Pur continuando a non evitare scontri col Papato, la sua politica era riguardosa e misurata nei confronti della Chiesa. I rapporti tra Ostrogoti e Romani s’erano così distesi.

Avvenne che, dopo di lui, in tempi di miseria e d’ignoranza, la parte più viva e intelligente della popolazione sdegnò la carriera pubblica (oggi diremmo statale) e andò invece ad alimentare la gerarchia ecclesiastica, rendendo la Chiesa sempre più forte in uno Stato che degenerava nell’abbandono.

I Vescovi, la cui autorità era stata fino ad allora soltanto morale, andavano diventando anche e specialmente arbitri della vita civile. Intorno a loro si stringevano le popolazioni affamate e rarefatte dalle pestilenze, dalle violenze dei barbari e dall’esosità dei funzionari corrotti. Con la forza della Fede, della persuasione e delle opere difensive nonché delle scorte alimentari, i Vescovi erano rimasti i soli in grado di proteggere la gente atterrita. Sopravvenuta la guerra Greco-Gotica che si trascinò per vent’anni tra stragi ed orrori, la sola organizzazione efficiente rimase quella clericale: la necessità di riconoscere la sua forza e i suoi innegabili meriti ne accrebbe i poteri.

 

Finita la guerra, il vincitore, Giustiniano, cominciò verso il 527 a riordinare l’Italia. Nella sua legislazione i Vescovi divennero organi ufficiali del governo, con ampie potestà municipali e provinciali.

L’Imperatore Giustiniano non aveva però inteso rinunciare alla propria supremazia sul Vescovo e sulla Chiesa, tant’è vero che le intestazioni dei beni, sia in edifici che, in terre e prebende, non erano assegnate alle persone, bensì al nome del Santo Patrono locale!

L’Imperatore intendeva tuttavia dare riconoscimenti anche ufficiali all’autorità dei Vescovi, fiducioso nella loro collaborazione a rendere più efficace il potere civile al momento tanto compromesso dalla disorganizzazione generale.

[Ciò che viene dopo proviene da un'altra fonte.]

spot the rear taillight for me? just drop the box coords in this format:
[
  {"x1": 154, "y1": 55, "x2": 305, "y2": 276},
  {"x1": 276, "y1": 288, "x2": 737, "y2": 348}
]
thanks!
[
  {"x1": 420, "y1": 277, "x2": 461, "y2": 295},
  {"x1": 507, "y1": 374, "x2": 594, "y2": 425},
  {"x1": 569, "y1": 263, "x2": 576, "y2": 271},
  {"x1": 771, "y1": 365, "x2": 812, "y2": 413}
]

Per ribadire comunque la priorità legale dello Stato, fu reso legittimo il suo inserirsi anche nell’amministrazione dei beni ecclesiastici, così come nei giudizi su definizioni e su persone religiose.

Giustiniano convocò Concili, s’arrogò l’autorità di elevare a dignità cardinalizia quanti stimava secondo il proprio parere e giunse a stabilire che l’elezione del Pontefice non fosse valida senza la sua conferma.

Ma gl’Imperatori che gli succedettero non ebbero né il prestigio né la forza per reggere la loro autorità e solo sporadicamente riuscirono a far valere le loro prerogative, in quanto la Chiesa cercava di frapporre ostacoli al loro potere per sottrarsi ad ogni limitazione e salvaguardare la sua libertà.

 

Comincia così, dalla fine del secolo VI, una sorda lotta fra l’Impero e la Chiesa, lotta sotterranea perché ufficialmente la Chiesa continuava ad esercitare funzioni delegate dal governo imperiale, mentre ufficiosamente si organizzava in modo autonomo per rendere di sua pertinenza le ingerenze acquisite.

 

Un avvenimento di enorme importanza e con grandi conseguenze, l’invasione dei Longobardi, permise indirettamente alla Chiesa di raggiungere i propri obbiettivi e, insieme, di espletare la propria funzione-guida.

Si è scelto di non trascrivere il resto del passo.